Good to excellent kappa statistics (0.73-0.95) were returned for almost all variables. These results are similar to other in-store audit tools (kappa >0.70) [56]. The sample of stores included in this reliability test however was small (n = 14) compared to similar studies (n = 30 to 85) [13, 17, 19]. The reliability (kappa 0.60) for fruit and vegetable quality was higher than the results reported in some studies [17], but lower than the results of others [57]. Future work using photos or a simple two-point scale of acceptable/unacceptable can provide a more consistent measure of quality as has been used in previous work [17, 58]. Convergent validity against an alternative observational tool was not tested due to the intensive resources required for in-store audits. Data were collected from all store types and levels of neighbourhood deprivation over eleven months. Some aspects of seasonality or small price fluctuations may be been accounted for however, test-retest reliability and stability of items over time were not measured.

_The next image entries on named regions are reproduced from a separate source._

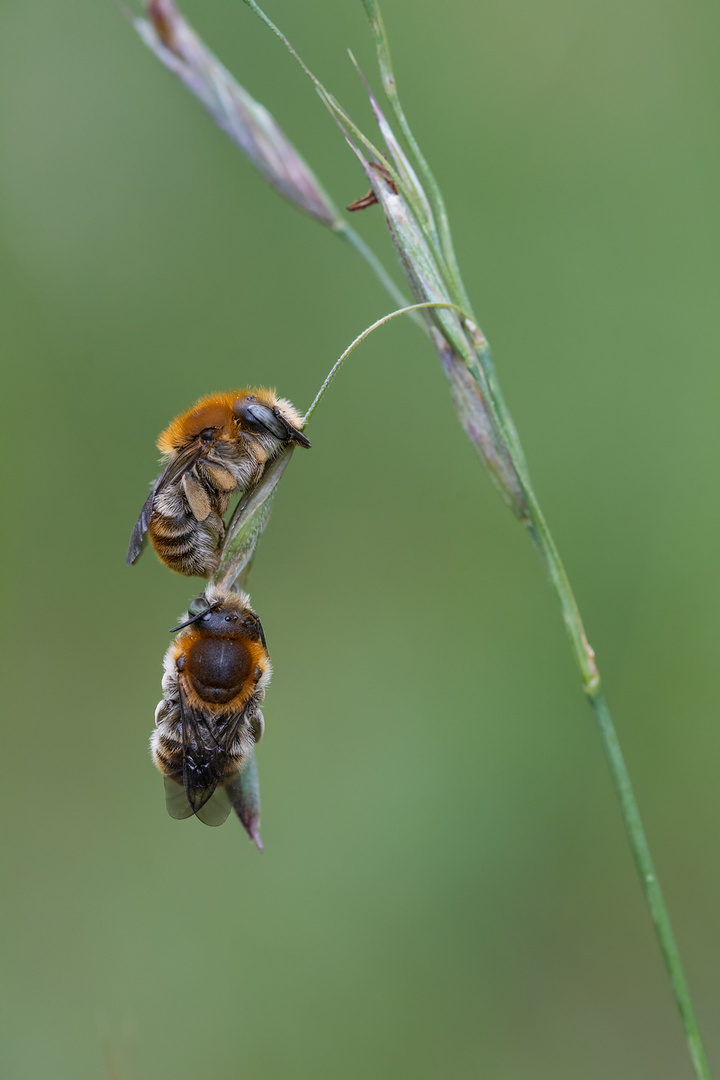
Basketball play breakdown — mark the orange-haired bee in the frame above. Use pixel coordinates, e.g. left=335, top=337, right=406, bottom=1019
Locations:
left=125, top=387, right=310, bottom=578
left=150, top=585, right=272, bottom=825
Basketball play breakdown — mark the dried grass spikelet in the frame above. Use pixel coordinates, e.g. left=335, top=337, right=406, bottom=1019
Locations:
left=133, top=0, right=338, bottom=226
left=348, top=131, right=529, bottom=522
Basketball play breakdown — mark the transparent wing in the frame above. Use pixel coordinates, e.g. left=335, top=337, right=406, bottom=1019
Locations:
left=165, top=675, right=248, bottom=825
left=164, top=777, right=232, bottom=825
left=125, top=438, right=203, bottom=566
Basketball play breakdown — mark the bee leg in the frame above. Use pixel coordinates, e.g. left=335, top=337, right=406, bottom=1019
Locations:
left=247, top=710, right=264, bottom=743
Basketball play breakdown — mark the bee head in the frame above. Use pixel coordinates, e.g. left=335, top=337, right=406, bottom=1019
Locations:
left=232, top=394, right=310, bottom=446
left=171, top=595, right=264, bottom=644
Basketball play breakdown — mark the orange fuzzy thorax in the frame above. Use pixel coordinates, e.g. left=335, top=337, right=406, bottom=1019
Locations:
left=158, top=387, right=277, bottom=455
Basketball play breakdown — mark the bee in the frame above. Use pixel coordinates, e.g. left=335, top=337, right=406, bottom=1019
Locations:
left=150, top=585, right=272, bottom=825
left=125, top=387, right=310, bottom=578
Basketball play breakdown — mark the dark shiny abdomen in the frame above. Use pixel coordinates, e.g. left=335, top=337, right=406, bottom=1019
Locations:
left=187, top=637, right=253, bottom=705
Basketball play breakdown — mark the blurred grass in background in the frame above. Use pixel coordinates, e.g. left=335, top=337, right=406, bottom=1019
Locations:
left=0, top=0, right=720, bottom=1080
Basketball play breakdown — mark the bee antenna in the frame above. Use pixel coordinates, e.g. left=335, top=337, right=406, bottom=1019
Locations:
left=171, top=600, right=222, bottom=634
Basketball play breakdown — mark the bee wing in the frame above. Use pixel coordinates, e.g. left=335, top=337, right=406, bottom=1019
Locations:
left=164, top=777, right=232, bottom=825
left=125, top=438, right=203, bottom=566
left=165, top=675, right=242, bottom=825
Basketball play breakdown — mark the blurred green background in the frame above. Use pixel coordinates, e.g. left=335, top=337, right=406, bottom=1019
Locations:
left=0, top=0, right=720, bottom=1080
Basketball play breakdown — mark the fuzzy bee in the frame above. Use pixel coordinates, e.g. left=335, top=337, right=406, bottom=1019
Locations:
left=125, top=387, right=310, bottom=578
left=150, top=585, right=272, bottom=825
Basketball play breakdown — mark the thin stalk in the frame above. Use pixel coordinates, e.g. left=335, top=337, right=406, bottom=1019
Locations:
left=362, top=0, right=472, bottom=310
left=588, top=691, right=711, bottom=1080
left=302, top=300, right=464, bottom=431
left=493, top=386, right=711, bottom=1080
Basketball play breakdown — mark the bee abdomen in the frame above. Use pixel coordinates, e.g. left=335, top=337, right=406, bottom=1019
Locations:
left=148, top=514, right=223, bottom=577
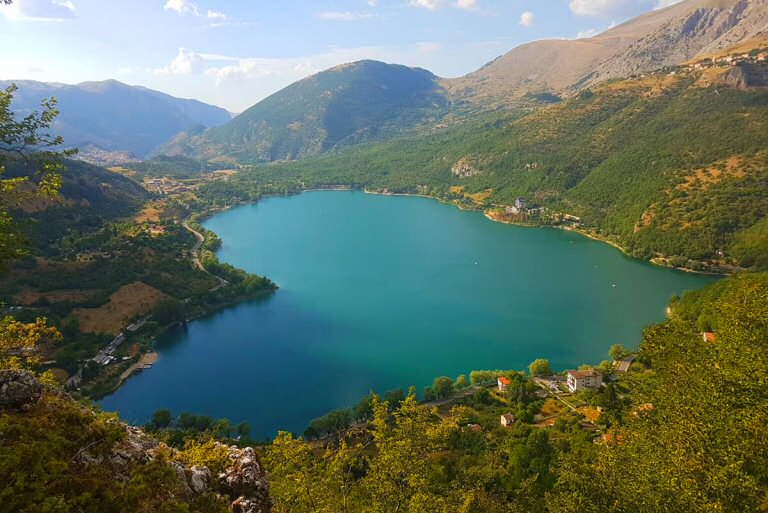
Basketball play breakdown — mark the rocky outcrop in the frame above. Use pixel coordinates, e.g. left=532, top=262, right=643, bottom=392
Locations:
left=219, top=446, right=271, bottom=513
left=723, top=63, right=768, bottom=91
left=0, top=370, right=272, bottom=513
left=0, top=369, right=43, bottom=411
left=577, top=0, right=768, bottom=87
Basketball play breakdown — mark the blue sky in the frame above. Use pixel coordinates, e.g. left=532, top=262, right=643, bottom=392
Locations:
left=0, top=0, right=676, bottom=112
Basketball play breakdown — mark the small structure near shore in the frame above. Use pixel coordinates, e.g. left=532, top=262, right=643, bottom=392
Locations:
left=568, top=369, right=603, bottom=392
left=501, top=413, right=515, bottom=427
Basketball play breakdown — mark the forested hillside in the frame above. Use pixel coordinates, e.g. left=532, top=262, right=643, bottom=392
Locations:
left=0, top=80, right=230, bottom=158
left=182, top=61, right=447, bottom=162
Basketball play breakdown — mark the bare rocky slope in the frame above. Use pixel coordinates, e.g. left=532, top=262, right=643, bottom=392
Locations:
left=164, top=0, right=768, bottom=163
left=442, top=0, right=768, bottom=104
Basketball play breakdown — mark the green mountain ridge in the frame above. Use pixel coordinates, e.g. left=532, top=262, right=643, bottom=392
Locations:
left=204, top=57, right=768, bottom=265
left=0, top=80, right=230, bottom=157
left=165, top=61, right=448, bottom=162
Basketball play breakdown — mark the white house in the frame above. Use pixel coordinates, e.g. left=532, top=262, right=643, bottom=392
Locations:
left=568, top=369, right=603, bottom=392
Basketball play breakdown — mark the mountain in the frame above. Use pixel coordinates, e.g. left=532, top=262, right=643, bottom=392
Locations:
left=168, top=0, right=768, bottom=163
left=5, top=159, right=150, bottom=254
left=450, top=0, right=768, bottom=104
left=230, top=42, right=768, bottom=268
left=172, top=61, right=448, bottom=162
left=0, top=80, right=230, bottom=157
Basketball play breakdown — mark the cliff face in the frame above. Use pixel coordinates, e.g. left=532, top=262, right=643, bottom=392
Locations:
left=0, top=370, right=271, bottom=513
left=580, top=0, right=768, bottom=86
left=723, top=63, right=768, bottom=91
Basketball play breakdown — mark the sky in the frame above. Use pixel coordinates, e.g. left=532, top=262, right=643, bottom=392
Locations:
left=0, top=0, right=678, bottom=112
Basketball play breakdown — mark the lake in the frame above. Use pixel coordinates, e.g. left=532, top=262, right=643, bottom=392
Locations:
left=103, top=191, right=715, bottom=437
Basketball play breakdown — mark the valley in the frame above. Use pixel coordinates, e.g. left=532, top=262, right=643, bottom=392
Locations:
left=0, top=0, right=768, bottom=513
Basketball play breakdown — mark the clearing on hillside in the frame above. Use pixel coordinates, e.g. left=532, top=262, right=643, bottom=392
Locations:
left=74, top=281, right=169, bottom=335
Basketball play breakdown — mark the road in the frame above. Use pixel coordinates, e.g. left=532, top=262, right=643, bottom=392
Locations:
left=182, top=221, right=229, bottom=292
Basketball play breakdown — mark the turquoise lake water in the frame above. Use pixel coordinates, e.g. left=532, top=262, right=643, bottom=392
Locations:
left=103, top=191, right=714, bottom=437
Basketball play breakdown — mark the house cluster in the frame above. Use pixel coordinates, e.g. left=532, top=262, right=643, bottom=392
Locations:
left=504, top=198, right=528, bottom=214
left=566, top=369, right=603, bottom=392
left=687, top=51, right=768, bottom=70
left=144, top=178, right=194, bottom=195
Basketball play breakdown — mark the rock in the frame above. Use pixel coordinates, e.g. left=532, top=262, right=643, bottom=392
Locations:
left=0, top=369, right=43, bottom=411
left=186, top=466, right=211, bottom=495
left=229, top=497, right=269, bottom=513
left=219, top=446, right=272, bottom=513
left=723, top=63, right=768, bottom=91
left=451, top=157, right=480, bottom=178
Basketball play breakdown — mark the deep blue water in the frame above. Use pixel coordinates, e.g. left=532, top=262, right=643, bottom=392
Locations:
left=103, top=191, right=714, bottom=436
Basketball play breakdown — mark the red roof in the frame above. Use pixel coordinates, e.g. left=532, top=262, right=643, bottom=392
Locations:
left=568, top=369, right=600, bottom=379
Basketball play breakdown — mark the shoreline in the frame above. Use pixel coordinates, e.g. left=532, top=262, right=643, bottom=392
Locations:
left=364, top=188, right=728, bottom=276
left=99, top=185, right=731, bottom=400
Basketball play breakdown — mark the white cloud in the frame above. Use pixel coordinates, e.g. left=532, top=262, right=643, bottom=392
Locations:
left=160, top=42, right=450, bottom=87
left=570, top=0, right=669, bottom=19
left=409, top=0, right=443, bottom=11
left=154, top=48, right=210, bottom=75
left=317, top=11, right=374, bottom=21
left=163, top=0, right=227, bottom=21
left=656, top=0, right=683, bottom=9
left=520, top=11, right=536, bottom=27
left=456, top=0, right=479, bottom=11
left=0, top=0, right=76, bottom=21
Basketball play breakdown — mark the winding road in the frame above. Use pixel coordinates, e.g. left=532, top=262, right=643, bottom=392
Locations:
left=181, top=221, right=229, bottom=292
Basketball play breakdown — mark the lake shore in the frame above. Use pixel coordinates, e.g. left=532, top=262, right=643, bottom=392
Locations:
left=364, top=189, right=728, bottom=276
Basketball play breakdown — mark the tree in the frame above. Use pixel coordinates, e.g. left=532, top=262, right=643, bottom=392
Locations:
left=528, top=358, right=552, bottom=376
left=0, top=316, right=62, bottom=369
left=0, top=84, right=76, bottom=271
left=151, top=408, right=173, bottom=429
left=608, top=344, right=627, bottom=360
left=432, top=376, right=453, bottom=399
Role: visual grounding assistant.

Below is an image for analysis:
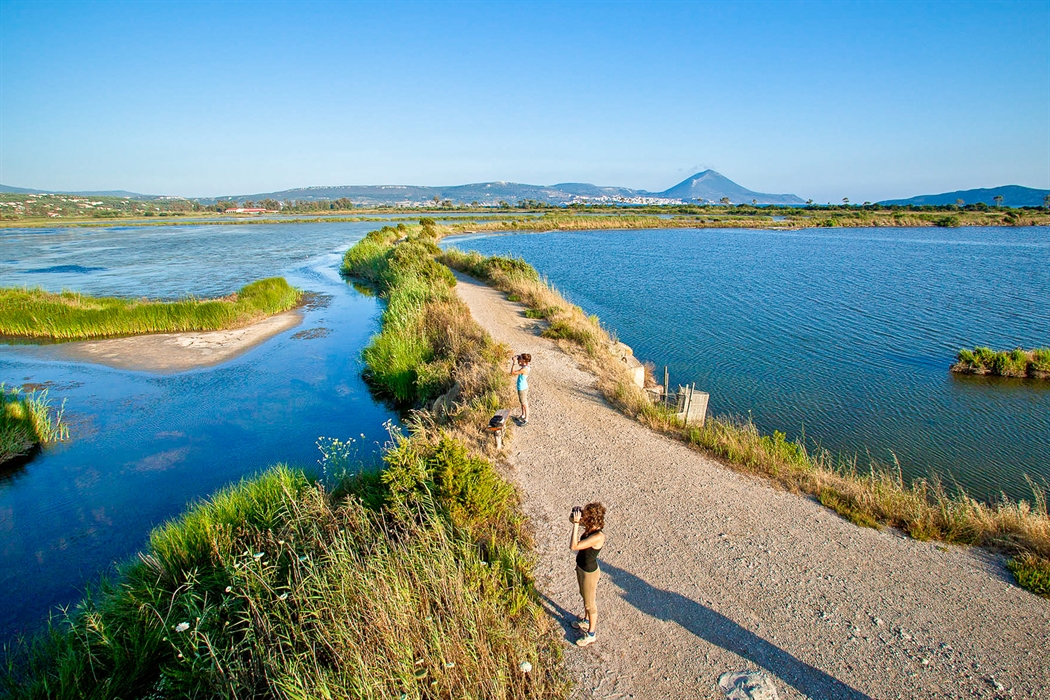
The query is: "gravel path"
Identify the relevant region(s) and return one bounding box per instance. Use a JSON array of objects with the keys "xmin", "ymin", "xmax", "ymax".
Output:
[
  {"xmin": 53, "ymin": 310, "xmax": 302, "ymax": 373},
  {"xmin": 457, "ymin": 276, "xmax": 1050, "ymax": 700}
]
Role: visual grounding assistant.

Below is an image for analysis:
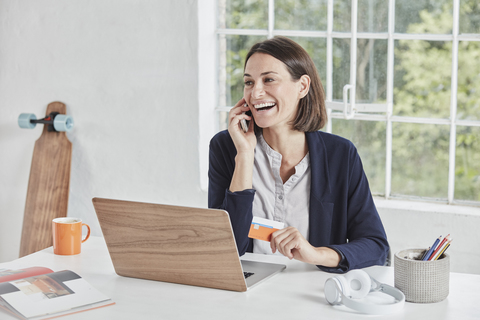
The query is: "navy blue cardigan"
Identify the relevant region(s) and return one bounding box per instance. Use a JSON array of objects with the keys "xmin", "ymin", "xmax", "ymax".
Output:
[{"xmin": 208, "ymin": 131, "xmax": 389, "ymax": 273}]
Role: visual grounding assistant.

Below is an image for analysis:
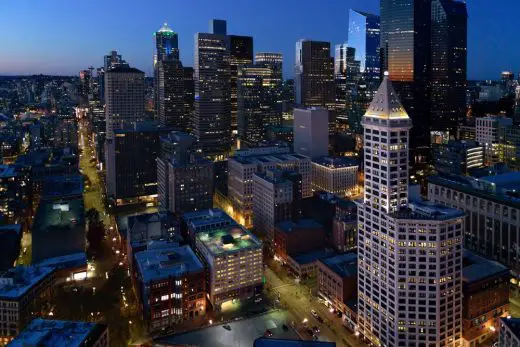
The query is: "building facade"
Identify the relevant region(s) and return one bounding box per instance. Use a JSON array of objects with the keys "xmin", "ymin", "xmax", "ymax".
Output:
[
  {"xmin": 134, "ymin": 246, "xmax": 206, "ymax": 334},
  {"xmin": 228, "ymin": 147, "xmax": 312, "ymax": 227},
  {"xmin": 0, "ymin": 266, "xmax": 55, "ymax": 345},
  {"xmin": 312, "ymin": 157, "xmax": 359, "ymax": 198},
  {"xmin": 294, "ymin": 107, "xmax": 329, "ymax": 158},
  {"xmin": 294, "ymin": 40, "xmax": 335, "ymax": 109},
  {"xmin": 195, "ymin": 224, "xmax": 263, "ymax": 310},
  {"xmin": 357, "ymin": 76, "xmax": 464, "ymax": 347},
  {"xmin": 192, "ymin": 33, "xmax": 231, "ymax": 159}
]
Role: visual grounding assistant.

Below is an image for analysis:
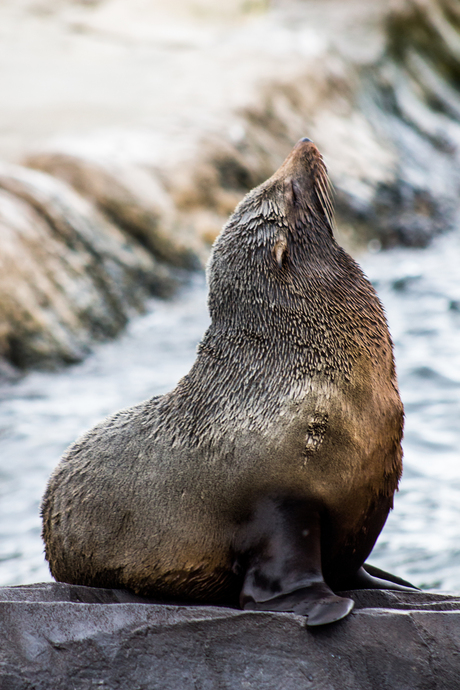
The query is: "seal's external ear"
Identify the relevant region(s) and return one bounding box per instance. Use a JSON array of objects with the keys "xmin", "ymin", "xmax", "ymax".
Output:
[
  {"xmin": 284, "ymin": 177, "xmax": 302, "ymax": 208},
  {"xmin": 273, "ymin": 235, "xmax": 287, "ymax": 268},
  {"xmin": 315, "ymin": 165, "xmax": 334, "ymax": 233}
]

While our study was novel in assessing nine different in-store variables, three variables were restricted in their assessment. Shelf placement, store placement and nutrition information were all measured on the cheapest item available for each product category assessed. This restriction may have missed the opportunity to appropriately score the location of heavily promoted less healthy branded products, particularly in supermarkets which sell own-brand products. Other studies have assessed a specific brand and size of product [59] however, this approach is limited if not all stores stock that particular brand and size. For feasibility reasons specialty stores and restaurants were excluded. This study also has cross sectional and ecological limitations and the relationship between store healthfulness and diet was not assessed.

Conclusion

This study used a large sample of retail food stores (n = 601) to develop a composite measure of the consumer nutrition environment incorporating nine different variables. The composite score showed good internal consistency and represented overall trends of the individual variables across seven different store types and five levels of neighbourhood deprivation. The composite measure showed differences between and within store types identifying opportunities for intervention in discount supermarkets and other store types with environments less supportive of healthful food choices. The standardised composite score developed in this study can offer greater flexibility in statistical analyses of environment-diet relationships in future observational and interventions studies than single in-store measures, which can be skewed. The products included in this tool relate to dietary quality measures, thus this tool can be used to examine relationships between environmental attributes of foods directly measured during dietary assessments in various populations in future research.